There's a righteous, enterprising limo driver (John Cusack) who claims to have once been with the LAPD. He's chauffeuring a self-absorbed, temperamental aging actress (Rebecca DeMornay) when they run into a stranded family (Leila Kenzle, Bret Loehr, John C. McGinley). There's a nervous, incompetent corrections officer (Ray Liotta) who's transporting a convicted killer (Jake Busey), who's intent on escape. There's the seedy, skittish motel manager (John Hawkes) who's keeping secrets. There are the bickering newlyweds (Clea DuVall, William Lee Scott). There's a tough call-girl (Amanda Peet), heading from Las Vegas to an orange grove in Florida. And the motel itself is situated on a sacred Indian burial ground.

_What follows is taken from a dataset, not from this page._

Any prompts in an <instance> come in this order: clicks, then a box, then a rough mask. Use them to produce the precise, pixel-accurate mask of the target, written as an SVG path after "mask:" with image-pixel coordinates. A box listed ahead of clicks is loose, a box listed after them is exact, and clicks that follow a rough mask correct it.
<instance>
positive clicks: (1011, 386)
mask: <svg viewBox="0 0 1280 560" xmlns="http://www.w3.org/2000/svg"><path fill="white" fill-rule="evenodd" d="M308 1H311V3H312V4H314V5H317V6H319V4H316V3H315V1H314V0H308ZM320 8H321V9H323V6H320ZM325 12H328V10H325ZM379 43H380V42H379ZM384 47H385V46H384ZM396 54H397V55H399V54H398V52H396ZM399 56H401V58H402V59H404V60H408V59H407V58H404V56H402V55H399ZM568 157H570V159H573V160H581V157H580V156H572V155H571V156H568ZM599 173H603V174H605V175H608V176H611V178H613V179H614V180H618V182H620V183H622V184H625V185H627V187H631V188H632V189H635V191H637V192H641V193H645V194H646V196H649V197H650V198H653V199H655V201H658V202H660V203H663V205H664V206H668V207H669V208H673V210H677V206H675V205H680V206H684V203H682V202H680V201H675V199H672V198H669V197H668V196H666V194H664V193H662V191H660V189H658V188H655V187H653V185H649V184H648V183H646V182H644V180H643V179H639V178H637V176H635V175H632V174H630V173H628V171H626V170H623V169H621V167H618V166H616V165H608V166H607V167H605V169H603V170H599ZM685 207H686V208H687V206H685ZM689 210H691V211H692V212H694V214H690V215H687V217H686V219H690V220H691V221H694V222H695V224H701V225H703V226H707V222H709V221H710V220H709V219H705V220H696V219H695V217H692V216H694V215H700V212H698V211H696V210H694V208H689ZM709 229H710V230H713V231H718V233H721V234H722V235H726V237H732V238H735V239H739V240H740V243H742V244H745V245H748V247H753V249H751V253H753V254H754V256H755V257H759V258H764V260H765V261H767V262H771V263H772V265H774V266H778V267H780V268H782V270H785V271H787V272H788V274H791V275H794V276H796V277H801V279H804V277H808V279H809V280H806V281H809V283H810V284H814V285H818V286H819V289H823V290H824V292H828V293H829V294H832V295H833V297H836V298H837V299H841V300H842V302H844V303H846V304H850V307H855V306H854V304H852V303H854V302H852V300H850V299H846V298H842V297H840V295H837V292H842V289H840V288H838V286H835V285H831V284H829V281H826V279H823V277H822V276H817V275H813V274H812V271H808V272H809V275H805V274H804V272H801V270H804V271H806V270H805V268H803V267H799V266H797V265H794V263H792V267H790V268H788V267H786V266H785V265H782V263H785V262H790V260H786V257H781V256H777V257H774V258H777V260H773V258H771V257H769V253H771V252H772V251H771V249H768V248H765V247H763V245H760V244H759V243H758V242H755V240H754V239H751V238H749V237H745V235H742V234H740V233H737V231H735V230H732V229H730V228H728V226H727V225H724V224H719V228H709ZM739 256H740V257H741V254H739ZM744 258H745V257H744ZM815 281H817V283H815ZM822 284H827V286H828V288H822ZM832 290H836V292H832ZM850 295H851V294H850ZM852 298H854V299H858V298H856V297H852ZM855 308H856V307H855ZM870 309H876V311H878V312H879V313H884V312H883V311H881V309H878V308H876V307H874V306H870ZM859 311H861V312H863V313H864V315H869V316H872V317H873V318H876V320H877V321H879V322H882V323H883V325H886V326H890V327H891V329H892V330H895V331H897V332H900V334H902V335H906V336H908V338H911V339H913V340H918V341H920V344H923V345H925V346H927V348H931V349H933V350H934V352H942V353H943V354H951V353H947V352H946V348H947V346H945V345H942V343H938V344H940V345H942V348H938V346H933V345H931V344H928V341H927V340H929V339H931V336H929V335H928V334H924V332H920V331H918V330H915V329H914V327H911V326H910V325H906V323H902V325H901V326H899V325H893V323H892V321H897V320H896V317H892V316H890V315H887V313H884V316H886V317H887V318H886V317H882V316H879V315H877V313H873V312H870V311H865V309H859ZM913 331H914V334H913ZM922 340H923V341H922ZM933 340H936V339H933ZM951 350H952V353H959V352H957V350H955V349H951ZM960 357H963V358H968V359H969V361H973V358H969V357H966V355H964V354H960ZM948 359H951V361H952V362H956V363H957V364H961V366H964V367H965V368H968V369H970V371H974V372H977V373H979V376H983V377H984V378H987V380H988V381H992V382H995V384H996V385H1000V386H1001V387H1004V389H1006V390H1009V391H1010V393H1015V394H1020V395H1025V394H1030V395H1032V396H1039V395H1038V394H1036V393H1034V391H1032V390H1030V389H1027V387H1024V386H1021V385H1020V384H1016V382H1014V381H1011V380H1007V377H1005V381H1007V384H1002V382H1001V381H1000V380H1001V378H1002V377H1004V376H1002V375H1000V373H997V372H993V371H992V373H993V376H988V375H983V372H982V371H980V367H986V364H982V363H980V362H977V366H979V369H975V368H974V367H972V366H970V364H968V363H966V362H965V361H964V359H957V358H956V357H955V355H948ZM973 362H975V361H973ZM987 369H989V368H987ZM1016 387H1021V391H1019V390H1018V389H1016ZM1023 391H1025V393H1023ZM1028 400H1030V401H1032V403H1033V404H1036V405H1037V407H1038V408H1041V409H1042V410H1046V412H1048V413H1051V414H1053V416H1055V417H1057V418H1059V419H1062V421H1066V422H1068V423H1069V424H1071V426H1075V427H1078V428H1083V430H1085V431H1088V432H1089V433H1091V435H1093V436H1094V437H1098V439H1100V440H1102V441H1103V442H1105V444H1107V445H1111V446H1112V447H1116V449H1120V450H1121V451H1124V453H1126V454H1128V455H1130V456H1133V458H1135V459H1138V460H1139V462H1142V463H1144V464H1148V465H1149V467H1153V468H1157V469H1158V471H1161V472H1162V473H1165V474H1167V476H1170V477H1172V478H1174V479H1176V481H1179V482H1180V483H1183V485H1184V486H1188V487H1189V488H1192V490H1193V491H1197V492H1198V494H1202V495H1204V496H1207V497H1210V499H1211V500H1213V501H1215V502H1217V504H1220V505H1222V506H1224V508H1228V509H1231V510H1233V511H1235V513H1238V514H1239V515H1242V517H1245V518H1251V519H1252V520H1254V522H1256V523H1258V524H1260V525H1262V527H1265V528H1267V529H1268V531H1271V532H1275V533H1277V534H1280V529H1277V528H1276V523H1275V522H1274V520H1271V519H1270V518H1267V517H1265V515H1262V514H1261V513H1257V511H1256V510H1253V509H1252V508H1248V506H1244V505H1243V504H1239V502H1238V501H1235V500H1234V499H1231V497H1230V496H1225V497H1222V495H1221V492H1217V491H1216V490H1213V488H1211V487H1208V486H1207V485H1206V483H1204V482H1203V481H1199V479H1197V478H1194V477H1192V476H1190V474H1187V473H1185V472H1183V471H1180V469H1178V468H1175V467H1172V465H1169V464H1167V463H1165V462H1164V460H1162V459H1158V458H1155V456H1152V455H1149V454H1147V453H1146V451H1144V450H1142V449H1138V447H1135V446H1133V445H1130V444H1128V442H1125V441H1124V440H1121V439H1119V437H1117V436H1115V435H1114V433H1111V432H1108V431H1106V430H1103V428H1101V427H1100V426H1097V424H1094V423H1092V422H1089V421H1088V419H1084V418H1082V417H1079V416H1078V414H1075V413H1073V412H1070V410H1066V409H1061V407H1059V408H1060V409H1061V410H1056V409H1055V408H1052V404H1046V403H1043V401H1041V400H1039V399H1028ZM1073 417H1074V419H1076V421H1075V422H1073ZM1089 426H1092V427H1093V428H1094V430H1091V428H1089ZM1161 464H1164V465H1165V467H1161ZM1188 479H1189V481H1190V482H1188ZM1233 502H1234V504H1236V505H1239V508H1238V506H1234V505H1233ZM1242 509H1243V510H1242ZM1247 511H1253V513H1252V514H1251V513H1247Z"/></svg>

Screenwriter Michael Cooney ("Jack Frost") and director James Mangold ("Kate & Leopold") make it clear that each clich‚ character is not exactly who he or she seems nor, in fact, is the set-up. But that's about all I can tell you because, like "Memento" and "The Sixth Sense," the unusual concept is an integral part of the intense puzzle in which the rain pelts the windows, the wind blows, the doors creak and a gruesome menace lurks behind every shadow, particularly in the laundromat. Of course there's the final - "Ah, ha!" moment - when you realize what's going on, but it takes a long time to get there and frustration can be an unwelcome passenger on this particular journey. On the Granger Movie Gauge of 1 to 10, "Identity" is a cleverly creepy, enigmatic 6 - but only if you're not squeamish and into mind-teasing avant-garde film-making.